再会−18


キラは女の子です


「ほんと、なんですか?」



ブリッジへ報告に行ったアスラン達が最初に聞かされたのは、ヘリオポリスが崩壊したということだった。



「そんな馬鹿な!なんで・・・?」



信じられなかったが、スクリーンに写し出されるその時の映像に、驚愕しながらも認めるしかない。
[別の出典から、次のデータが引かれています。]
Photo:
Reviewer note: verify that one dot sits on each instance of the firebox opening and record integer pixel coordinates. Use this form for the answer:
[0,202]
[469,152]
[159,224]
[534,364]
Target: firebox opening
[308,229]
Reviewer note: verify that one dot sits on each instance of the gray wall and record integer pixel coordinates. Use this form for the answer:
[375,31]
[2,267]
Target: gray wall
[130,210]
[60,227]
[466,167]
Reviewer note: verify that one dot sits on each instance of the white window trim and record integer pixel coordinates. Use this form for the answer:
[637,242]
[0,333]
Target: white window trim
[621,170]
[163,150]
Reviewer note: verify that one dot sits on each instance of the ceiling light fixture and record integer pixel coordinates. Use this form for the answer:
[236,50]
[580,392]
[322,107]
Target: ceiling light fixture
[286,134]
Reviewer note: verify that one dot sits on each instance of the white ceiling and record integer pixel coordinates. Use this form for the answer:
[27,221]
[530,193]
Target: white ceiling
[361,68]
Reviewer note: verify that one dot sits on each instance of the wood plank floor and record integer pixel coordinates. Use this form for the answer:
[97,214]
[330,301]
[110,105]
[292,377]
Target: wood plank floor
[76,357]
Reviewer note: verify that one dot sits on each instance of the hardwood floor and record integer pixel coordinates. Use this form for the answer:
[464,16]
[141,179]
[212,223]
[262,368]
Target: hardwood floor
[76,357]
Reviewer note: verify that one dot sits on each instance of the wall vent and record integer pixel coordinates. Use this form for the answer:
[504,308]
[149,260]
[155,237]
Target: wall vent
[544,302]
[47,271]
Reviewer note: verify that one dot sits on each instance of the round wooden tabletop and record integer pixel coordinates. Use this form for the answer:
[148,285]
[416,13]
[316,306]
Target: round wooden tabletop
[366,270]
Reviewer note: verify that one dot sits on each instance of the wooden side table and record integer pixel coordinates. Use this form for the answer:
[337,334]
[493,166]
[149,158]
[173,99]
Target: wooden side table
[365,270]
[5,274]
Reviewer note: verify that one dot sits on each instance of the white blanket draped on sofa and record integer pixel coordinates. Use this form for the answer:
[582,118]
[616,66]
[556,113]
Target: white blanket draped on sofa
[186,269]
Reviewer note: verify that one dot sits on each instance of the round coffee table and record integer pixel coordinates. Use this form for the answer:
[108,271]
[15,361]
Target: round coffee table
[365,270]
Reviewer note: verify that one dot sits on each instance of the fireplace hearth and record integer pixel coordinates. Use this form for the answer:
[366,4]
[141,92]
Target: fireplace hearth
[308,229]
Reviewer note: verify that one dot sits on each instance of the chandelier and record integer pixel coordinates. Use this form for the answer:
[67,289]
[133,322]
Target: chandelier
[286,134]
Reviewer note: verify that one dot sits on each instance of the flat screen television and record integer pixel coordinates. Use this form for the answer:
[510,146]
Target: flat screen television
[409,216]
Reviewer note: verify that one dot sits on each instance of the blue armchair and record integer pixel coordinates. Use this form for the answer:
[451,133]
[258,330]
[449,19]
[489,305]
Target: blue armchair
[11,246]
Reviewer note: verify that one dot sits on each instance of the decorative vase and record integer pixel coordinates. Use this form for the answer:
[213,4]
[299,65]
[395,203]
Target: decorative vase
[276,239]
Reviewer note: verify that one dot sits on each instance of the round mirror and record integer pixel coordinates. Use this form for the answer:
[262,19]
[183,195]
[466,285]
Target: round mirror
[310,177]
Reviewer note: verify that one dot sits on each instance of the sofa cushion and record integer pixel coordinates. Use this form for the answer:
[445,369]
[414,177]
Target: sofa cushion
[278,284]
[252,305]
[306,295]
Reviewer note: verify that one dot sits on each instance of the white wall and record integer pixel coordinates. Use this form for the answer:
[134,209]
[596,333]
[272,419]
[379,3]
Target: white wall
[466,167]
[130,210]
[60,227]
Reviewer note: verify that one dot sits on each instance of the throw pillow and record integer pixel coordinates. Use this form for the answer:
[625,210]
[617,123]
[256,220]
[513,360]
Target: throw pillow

「コロニーへの被害を最小限にするための作戦だったはずです」

それがなぜ、こうなったのですか?



そのために、わざわざ危険を冒して彼らは潜入したのだ。



「ミゲル達の部隊が失敗した・・・。

 いや、彼らは全員無事だ。

 しかし、新造戦艦を破壊することができなかった。

 ・・・奴らはコロニー内部で、ジンに砲撃を仕掛けてきたそうだ。

 戦闘になり、結果、シャフトが切れた」

「そんな・・・」



アスラン達は皆、顔を歪めて押し黙った。



昨日見たあの平和な街が、今はもう無い。

ついさっきまで、あそこにあったのに・・・



「さて。では、報告を聞こうか。

 君達は4人なのにモビルスーツが5体。

 それに、民間人を連れてきたそうだが?」



***



「なるほど。情報に間違いがあったのはこちらのミスだな。

 ヘリオポリスの民間人を無断で保護したことは、良しとしよう。

 ・・・君らが助けなければ、その4人は、あの崩壊に巻き込まれただろうからな」



そう、あの時は時間が無くて、アスランの独断で彼らを同乗させた。

もしもそうしなかったら・・・

彼らには避難所へたどり着く時間は無かっただろう。



「問題は・・・

 アスラン、君の幼なじみだという少女だ」

「・・・キラ・ヤマトといいます」



話がキラの事に及び、アスランは緊張した。

キラを、守らなくてはいけない。



「彼女はあれらのモビルスーツの開発に携わっていたのかな?」

「いえ!それはありません!」



キラが地球軍に協力したなど、冗談ではない。

クルーゼに疑われては、キラの身が危なくなる。



「キラは、戦争が嫌いなんです。

 ・・・いえ、もちろん我々とて好きで戦争をしてなどいませんが。

 あのモビルスーツに、キラのプログラムが入っていたのは確かです。

 しかし、キラがその気なら、あんなOSにはならない筈です」

「私も同感です」



キラを庇うアスランを、ニコルも助ける。



「あれのOSは、あまりにも稚拙でした。

 とてもモビルスーツを動かすには、足りません。

 キラさんは、あの機体のOSをご自分で書き換えたようです」

キラがいれば、もっとましなOSになったことだろう。



「君達の意見は?」

「同じです」

「彼女があのシステムを見て、驚愕していたのは事実です」



イザーク、ディアッカも、キラがあれに関わっていたとは思えなった。



「ふむ。君達がそう言うのなら、良かろう。

 だが、しばらくは様子を見る。

 ・・・そんな顔をするな、アスラン。

 別に疑うわけじゃあ、ない」



顔を強ばらせるアスランに、クルーゼは苦笑を浮かべて宥める。



「彼ら民間人の処遇は、後ほど検討しよう。

 返すべき場所が無くなってしまったからな。

 地球のオーブ本国へ送るにしても、今すぐは無理だ。

 彼らについては、アスランとニコルに任せよう。

 イザークとディアッカも協力してやりたまえ。

 関わった以上、最後まで面倒をみることだ」



クルーゼはアスラン達4人を見回す。



「奪取してきた機体から、データを読み出す。

 それが終えたら、あれらは君らの機体にしよう。

 各自、機体性能の確認を怠るなよ。

 以上だ」

「「「「はっ!」」」」



***



「アスラン、よかったですね。

 キラさんと、しばらく一緒にいられますよ」

嬉しいでしょう?



アスランがキラを連れて行きたいと言ったのを聞いているニコルは、アスランの為に、事の成り行きを喜んでいた。

けれど、アスランは少し浮かない顔をしている。



「ああ。嬉しいよ。このまま傍に置きたいな。